Each individual peasant family is almost self-sufficient, directly produces most of its consumer needs, and thus acquires its means of life more through an exchange with nature than in intercourse with society. A small holding, the peasant and his family, beside it another small holding, another peasant and another family. A few score of these constitute a village, and a few score villages constitute a department. Thus the great mass of the French nation is formed by the simple addition of homonymous magnitudes, much as potatoes in a sack form a sack of potatoes. Insofar as millions of families live under conditions of existence that separate their mode of life, their interests, and their culture from those of the other classes, and put them in hostile opposition to the latter, they form a class. Insofar as there is merely a local interconnection among these small-holding peasants, and the identity of their interests forms no community, no national bond, and no political organization among them, they do not constitute a class. They are therefore incapable of asserting their class interest in their own name...- Karl Marx, The Eighteenth Brumaire of Louis Napoleon (1852)

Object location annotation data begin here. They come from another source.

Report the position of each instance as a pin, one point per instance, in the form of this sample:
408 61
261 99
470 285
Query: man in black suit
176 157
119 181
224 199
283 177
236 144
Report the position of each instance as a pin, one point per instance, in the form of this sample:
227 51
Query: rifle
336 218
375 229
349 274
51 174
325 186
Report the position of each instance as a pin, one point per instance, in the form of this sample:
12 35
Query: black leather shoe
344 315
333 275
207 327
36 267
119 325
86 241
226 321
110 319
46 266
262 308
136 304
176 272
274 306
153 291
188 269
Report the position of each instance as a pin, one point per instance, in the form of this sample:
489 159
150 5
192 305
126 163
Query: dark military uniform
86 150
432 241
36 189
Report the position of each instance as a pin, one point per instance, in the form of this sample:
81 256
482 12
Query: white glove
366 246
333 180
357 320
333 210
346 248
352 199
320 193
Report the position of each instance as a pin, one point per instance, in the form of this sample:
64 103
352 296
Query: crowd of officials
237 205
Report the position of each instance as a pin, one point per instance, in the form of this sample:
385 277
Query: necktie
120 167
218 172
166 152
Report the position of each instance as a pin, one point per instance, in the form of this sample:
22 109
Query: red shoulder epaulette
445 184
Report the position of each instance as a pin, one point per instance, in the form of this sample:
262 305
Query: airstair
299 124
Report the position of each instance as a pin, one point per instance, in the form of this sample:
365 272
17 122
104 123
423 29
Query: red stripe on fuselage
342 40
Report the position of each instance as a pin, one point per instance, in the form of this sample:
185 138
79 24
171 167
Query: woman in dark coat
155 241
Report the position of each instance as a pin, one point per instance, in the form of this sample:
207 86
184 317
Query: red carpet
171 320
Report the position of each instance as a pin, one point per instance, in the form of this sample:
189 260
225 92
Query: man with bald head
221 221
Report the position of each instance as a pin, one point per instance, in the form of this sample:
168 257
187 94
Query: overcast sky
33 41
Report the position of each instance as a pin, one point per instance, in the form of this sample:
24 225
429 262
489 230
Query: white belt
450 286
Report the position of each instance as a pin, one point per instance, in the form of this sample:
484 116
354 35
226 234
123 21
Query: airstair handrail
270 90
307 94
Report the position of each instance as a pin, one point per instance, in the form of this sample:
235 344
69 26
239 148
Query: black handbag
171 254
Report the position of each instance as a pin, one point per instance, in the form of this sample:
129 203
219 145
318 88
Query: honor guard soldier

Of course, potatoes are an incredibly versatile and resilient food source. You can also drop one just about anywhere and it will become a potato plant. It is seed and food in one. That's self-sufficiency.
I do sometimes wonder if the peasant model isn't a rather poorly-developed economic ecology compared to a large, mature, diversified market. More like a field of annual weeds than a biomass and biodiversity-rich forest, for example. More resilient for its modularity and simplicity, but not affording the same capacity for energy storage, diversification, or the sustenance of large and glorious top-of-the-food-chain projects (like a tiger, for example, or a lunar landing).